Depuis, à travers les soubresauts imposés par trois grandes guerres nationales, le Val-de-Grâce a développé au plus haut niveau sa triple mission de soins, d’enseignement et de recherche appliquée aux besoins des Armées, et au-delà aux progrès de la médecine. Des savants de renommée internationale, comme Villemin, Laveran, Vincent, y ont enseigné et travaillé.

C
ependant, au fur et à mesure que les technique médicales se développent, les locaux apparaissent mal adaptés et peu compatibles avec les transformations nécessaires, malgré les adjonctions multiples, pas toujours heureuses au plan architectural, du XXème siècle. La vétusté des lieux, l’inconfort des locaux et les exigences des normes et techniques médicales modernes, devenues incompatibles avec les contraintes d’un bâtiment classé, rendent nécessaire la construction d’un hôpital moderne, à la hauteur de la notoriété acquise, capable de prendre la relève de ce haut lieu de la médecine militaire et dont la construction est envisagée dès 1921.

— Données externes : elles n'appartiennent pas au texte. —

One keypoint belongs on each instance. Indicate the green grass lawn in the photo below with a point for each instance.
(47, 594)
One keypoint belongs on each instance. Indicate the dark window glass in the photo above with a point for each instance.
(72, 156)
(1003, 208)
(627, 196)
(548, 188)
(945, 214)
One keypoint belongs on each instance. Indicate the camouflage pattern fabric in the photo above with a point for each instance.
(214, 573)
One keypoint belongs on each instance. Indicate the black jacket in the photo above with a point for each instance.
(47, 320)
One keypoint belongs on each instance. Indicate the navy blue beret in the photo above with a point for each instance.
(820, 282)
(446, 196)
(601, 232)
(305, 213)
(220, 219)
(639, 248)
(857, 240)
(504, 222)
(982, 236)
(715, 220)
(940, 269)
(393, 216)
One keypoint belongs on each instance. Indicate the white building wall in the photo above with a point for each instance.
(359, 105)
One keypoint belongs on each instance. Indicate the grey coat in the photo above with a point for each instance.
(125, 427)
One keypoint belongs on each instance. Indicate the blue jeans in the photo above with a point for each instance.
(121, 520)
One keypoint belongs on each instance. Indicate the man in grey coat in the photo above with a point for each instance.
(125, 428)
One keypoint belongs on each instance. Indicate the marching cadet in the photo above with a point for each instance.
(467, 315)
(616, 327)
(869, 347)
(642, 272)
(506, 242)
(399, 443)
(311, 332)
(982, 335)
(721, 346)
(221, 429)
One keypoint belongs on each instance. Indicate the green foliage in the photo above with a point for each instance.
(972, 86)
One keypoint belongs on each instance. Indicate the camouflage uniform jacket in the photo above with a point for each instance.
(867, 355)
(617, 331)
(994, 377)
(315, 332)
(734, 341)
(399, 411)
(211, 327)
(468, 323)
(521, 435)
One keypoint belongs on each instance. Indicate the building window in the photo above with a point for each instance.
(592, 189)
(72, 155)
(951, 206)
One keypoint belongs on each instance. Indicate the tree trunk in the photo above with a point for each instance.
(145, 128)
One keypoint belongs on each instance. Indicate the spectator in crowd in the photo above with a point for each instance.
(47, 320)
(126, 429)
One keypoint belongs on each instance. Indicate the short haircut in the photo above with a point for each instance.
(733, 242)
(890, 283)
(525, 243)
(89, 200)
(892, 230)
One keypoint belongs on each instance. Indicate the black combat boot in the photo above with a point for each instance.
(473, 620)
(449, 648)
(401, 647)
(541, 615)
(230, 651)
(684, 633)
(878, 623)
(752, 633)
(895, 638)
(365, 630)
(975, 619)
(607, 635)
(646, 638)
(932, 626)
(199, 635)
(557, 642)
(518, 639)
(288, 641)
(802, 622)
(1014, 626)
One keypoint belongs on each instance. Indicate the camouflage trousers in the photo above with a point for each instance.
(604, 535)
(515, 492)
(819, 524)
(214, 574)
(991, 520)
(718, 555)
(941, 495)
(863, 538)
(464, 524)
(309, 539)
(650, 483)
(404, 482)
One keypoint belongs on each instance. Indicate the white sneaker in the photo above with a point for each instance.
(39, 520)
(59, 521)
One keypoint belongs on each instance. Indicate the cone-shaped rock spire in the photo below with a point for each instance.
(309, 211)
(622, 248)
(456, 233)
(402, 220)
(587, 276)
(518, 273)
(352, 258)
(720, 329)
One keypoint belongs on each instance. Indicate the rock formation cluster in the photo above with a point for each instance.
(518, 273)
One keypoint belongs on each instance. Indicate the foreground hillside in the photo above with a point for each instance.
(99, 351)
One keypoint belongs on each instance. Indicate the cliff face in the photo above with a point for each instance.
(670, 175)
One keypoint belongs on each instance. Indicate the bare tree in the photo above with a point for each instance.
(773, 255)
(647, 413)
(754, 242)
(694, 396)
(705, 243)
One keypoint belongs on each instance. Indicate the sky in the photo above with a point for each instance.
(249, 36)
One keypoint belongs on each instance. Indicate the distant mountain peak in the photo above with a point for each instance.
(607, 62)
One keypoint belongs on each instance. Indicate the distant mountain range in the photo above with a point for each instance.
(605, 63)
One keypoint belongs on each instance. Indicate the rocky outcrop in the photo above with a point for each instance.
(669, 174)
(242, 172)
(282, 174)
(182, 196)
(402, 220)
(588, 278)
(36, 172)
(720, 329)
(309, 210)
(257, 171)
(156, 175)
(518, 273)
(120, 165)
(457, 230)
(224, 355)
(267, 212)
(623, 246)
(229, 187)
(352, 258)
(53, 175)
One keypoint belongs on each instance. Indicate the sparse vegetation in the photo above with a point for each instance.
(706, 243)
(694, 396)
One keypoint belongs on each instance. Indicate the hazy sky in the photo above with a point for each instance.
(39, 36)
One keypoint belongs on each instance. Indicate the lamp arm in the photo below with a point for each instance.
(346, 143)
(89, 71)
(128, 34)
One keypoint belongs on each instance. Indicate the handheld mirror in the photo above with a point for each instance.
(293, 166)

En définitive, le permis de construire, accordé le 18 mars 1974, consacre une solution d’équilibre qui comporte : la construction d’un monobloc demi-enterré, la démolition ultérieure des bâtiments disparates implantés entre le monobloc et la partie historique et la remise en l’état du XVIIème siècle des bâtiments abbatiaux et des jardins. L’opération « monobloc » débute en février 1975 par des travaux d’excavation d’une ampleur exceptionnelle (250 000 m3 de déblai), qui permettent d’asseoir les niveaux inférieurs sur le sol des carrières souterraines. La construction proprement dite est terminée en juillet 1978, ce qui porte à trois ans et demi la durée du chantier. Quarante entreprises, coordonnées par une société d’ordonnancement, ont travaillé à cette édification, pour un coût total de 26 millions d’euros. La maîtrise d’œuvre a été assurée par la Direction des Travaux du Génie de Paris, qui a créé un arrondissement des travaux spécialement consacré à cette opération. La maîtrise d’ouvrage revient au Service de Santé, représenté par le Médecin Général Inspecteur Demarty, Directeur du programme. L’opération est parachevée au cours du deuxième semestre 1978 par la mise en place des équipements et les dernières finitions, pour aboutir à la livraison de l’hôpital actuel.

Monsieur Valéry Giscard d’Estaing étant Président de la République et Monsieur Raymond Barre étant Premier Ministre, Monsieur Yves Bourges, Ministre de la Défense, a inauguré le nouvel Hôpital d’Instruction des Armées (HIA) du Val-de-Grâce le 9 janvier 1979.

 

L’Ecole du Val-de-Grâce

L
’École d’Application du Service de Santé des Armées est créée le 9 août 1850, sur décision de Louis-Napoléon Bonaparte. Elle devient l’heureux complément du centre hospitalo-universitaire précurseur que constituait « l’École du Val-de-Grâce », fruit de la transformation de l’hôpital militaire (1793) en hôpital militaire d’instruction (1796).

 De fait, le renom de « l’École du Val-de-Grâce » « berceau et Panthéon de la médecine militaire » (J. PESME) repose sur le passé commun de l’entité école-hôpital que des modifications structurelles ont fait éclater dans les années 1970. Mais les liens fonctionnels restent très étroits avec les hôpitaux d’instruction Bégin, Percy et du Val-de-Grâce, par la présence à la tête de leurs services des professeurs titulaires de chaire et des professeurs agrégés de l’École.

 Depuis 1979, elle occupe la totalité de l’ensemble conventuel libéré par l’hôpital. Ce cadre prestigieux, en plein cœur de Paris, est propice au déroulement de nombreuses manifestations médico-militaires, scientifiques, culturelles, nationales et internationales. Enfin elle abrite, dirige et administre des structures à vocation nationale telles que le Musée du Service de Santé des Armées et la Bibliothèque Centrale du Service de Santé des Armées.